The politics of the left NEC campaign

By Mohan Sen

The “Centre Left Grassroots Alliance” campaign for Labour’s National Executive Committee, supported by Momentum and other organisations, recently launched under the banner “Grassroots Voice”.

The front page of the campaign website includes a 180 word political programme (see below). Keeping the slate’s basic political pitch concise has sense; but 180 words is very short indeed. Even in something that length, however, it would be possible to make some important points. The Grassroots Voice statement doesn’t.

If you’re not really paying attention it reads as left-wing, namechecking various good causes, but in terms of what it actually advocates it is extremely vague and general. It says nothing either about procedural questions which are crucial particularly for NEC members, eg sovereignty of conference, due process over suspensions and expulsions, proper reporting of NEC meetings; or about wider political demands and struggles.

Again, there is good sense to keeping things concise and in the circumstances of a slate like this, cobbled together by a range of organisations and groupings, it is presumably all fairly tricky. But the fact remains that what has been produced will not improve the political level of the movement or give the left a clear guide to what needs to be done.

The statements from the individual candidates include a few more concrete bits and pieces, but not much.

Obviously more can be said later in the campaign – and in August Momentum has announced a meeting to discuss policies. But in general it seems necessary to begin with a clear, concrete statement of what you stand and will fight for. (Also the “More later” argument is often a way of punting things off – as in the Momentum NCG election, where Forward Momentum left various agreed policies out of its ‘Plan’, responding to complaints by promising a further document which never appeared.)

The longest section of the Grassroots Voice statement is “For liberation and equality”. This promises a fight against a long list of different forms of bigotry and oppression. The comprehensiveness is welcome, but it all seems fairly tokenistic.

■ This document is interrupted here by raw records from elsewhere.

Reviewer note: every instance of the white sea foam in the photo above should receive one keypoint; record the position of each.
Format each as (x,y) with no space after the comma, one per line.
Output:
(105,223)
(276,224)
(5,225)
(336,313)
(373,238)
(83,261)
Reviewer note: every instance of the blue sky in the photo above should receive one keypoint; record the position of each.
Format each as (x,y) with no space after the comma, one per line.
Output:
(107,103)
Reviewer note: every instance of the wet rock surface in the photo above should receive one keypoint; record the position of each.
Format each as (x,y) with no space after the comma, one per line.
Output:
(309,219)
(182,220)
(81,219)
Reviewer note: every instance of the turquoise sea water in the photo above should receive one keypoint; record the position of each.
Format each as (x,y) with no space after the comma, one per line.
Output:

When the GV website first went up, there was a link to an additional statement, signed by NEC candidate Mish Rahman but seemingly on behalf of the whole slate. This included a clearer commitment on the issue of trans rights, which has been a subject of controvery, including to reform of the Gender Recognition Act to allow self-identification.

“Seemingly on behalf of the whole slate” because it is/was not clear. I assume this odd mechanism was adopted because some candidates (Ann Henderson? Laura Pidcock?) were not willing to sign.

But to add to the mystery, this second statement has now disappeared from the site!

It is not a matter of indifference whether left-wing candidates win the NEC election (in addition to the CLGA/Grassroots Voice candidates, there are others, for instance Open Labour’s Jermain Jackman). But left organisations and activists need to push for debate and clarification on what the left candidates stand for and are committed to.

That is particularly the case because some of the left candidates have poor or unclear political records: not just Ann Henderson and Laura Pidcock on trans rights, but eg Lara McNeill on the mess the Stalinist “left” has made of Young Labour. More generally demanding at least some political clarity and concrete commitment is the right political approach for the left.

In deciding its slates, the left should first agree on a political platform – limited, of course, but clear and substantive – and choose candidates on that basis, rather than first choosing candidates and then trying to persuade them to sign a platform.



For a Green New Deal

Faced with the threat of climate collapse, we’ve got no time to waste. By 2030 we need to create a zero-carbon economy that works for the vast majority of society, not the billionaires.

For an economy for the many, not the few

Our rigged system is in crisis. Right now, falling profits for the billionaires means catastrophic unemployment for us. But it doesn’t have to be that way. There is massive public support for transformative socialist policies that can create the future we need.

For liberation and equality

Our movement must join with Black Lives Matter in the fight for systemic change. We will take on the political elites who try and use racism and prejudice as weapons to turn us against one another. We will make sure our party is unified in the fight against racism, antisemitism, islamophobia, Afrophobia, homophobia, transphobia, biphobia, ableism, sexism, sexual harassment, and the scapegoating of migrant and Traveller communities.

The time for waiting is over. Let’s build a Labour Party that will fight for the future we need.